The Cessation of Tobacco Use: A Clinical Perspective
Cigarette smoking is responsible for approximately 419,000 deaths in the United States each year, and it is the single most preventable cause of premature mortality and morbidity.1,2 Numerous diseases that affect the gastrointestinal, pulmonary, cardiovascular, and reproductive systems have been connected to the use of tobacco; cancers of the lung, head and neck, esophagus, pancreas, and kidney alone result in an estimated 148,000 deaths per year.1 Smoking also has a direct impact on the provision of dental care. In addition to an increased risk of periodontal disease (2.5 to 7 times greater than nonsmokers), tobacco users may alter their immune response systems and decrease their capacity to respond to surgical procedures.
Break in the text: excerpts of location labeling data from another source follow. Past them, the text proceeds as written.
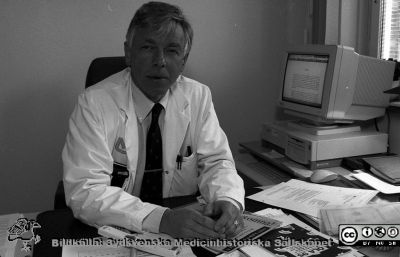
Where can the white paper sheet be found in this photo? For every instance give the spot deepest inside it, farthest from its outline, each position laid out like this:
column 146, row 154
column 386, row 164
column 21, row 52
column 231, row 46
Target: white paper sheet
column 376, row 183
column 309, row 198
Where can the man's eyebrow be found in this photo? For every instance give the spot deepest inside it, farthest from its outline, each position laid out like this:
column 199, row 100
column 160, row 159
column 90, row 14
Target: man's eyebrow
column 150, row 40
column 174, row 44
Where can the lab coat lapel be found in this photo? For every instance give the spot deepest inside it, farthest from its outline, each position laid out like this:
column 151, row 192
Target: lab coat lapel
column 131, row 131
column 177, row 118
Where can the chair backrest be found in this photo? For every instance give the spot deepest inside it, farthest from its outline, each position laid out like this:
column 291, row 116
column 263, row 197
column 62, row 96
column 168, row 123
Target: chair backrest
column 99, row 69
column 103, row 67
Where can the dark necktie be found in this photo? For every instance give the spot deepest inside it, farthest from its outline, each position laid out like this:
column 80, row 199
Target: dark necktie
column 151, row 190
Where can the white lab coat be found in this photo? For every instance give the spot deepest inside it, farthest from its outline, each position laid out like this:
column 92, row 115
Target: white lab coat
column 190, row 120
In 1996, the first comprehensive guidelines for the treatment of smoking were released by the Agency for Health Care Policy and Research (AHCPR).3 In these guidelines, the roles of primary clinicians, smoking cessation specialists, and healthcare administrators for the implementation of tobacco cessation programs were detailed. Programs for the identification and treatment of these patients in conjunction with either motivational or cessation procedures as follow-up were also presented. Outlined within the document were several therapeutic approaches that include nicotine replacement therapy (NRT), multiple problem-solving techniques, the attendance of social support sessions, and education and training programs on tobacco cessation. A primary objective of the guidelines was to alert healthcare providers that: 1) effective smoking cessation treatments are available, and every patient who smokes should be offered one or more of these treatments; 2) it is essential for all clinicians to determine and document the tobacco use of every patient; and 3) brief cessation treatments are effective, and at least minimal intervention should be provided to every patient who uses tobacco.
Since the AHCPR guidelines were initially published more than a decade ago, significant advances have occurred in the pharmacotherapy for smoking cessation. Specifically, nicotine chewing gum and two brands of NRT transdermal patches were approved as nonprescription medications. In addition, a nicotine nasal spray, a nicotine inhaler, and bupropion hydrochloride were approved as prescription medication by the US Food and Drug Administration. These advances have significantly increased the opportunities for successful cessation of tobacco use. While recommendations regarding cessation education programs in the dental office exist, they are not widely employed. Dental clinicians and their staffs routinely counsel patients on medical conditions and preventive healthcare issues. As a result of biannual examinations, dental healthcare providers are afforded the opportunity to evaluate patients with greater frequency than physicians. Consequently, smoking cessation counseling should be incorporated as a routine component of patient education programs and services from every dental healthcare provider.
Several avenues of patient education currently exist for the dental clinician. The first step involves the identification of cessation programs and resources within the community. Following enhancement of the clinician's personal knowledge, the tobacco use of all patients should be documented, and their desire to terminate tobacco use routinely assessed. Finally, those patients interested in discontinuing their use of tobacco should be counseled or referred to an appropriate resource. Further information on tobacco control may be obtained at the American Cancer Society's website at http://www.cancer.org.
- Centers for Disease Control and Prevention. Cigarette smoking - attributable mortality and years of potential life lost - United States, 1990. MMWR 1993;42:645-649.
- Centers for Disease Control and Prevention. Medical-care expenditures attributable to cigarette smoking - United States, 1993. MMWR 1994;43:469-472.
- Sacks JJ, Nelson DE. Smoking and injuries: An overview. Prev Med 1994;23(4):515-520.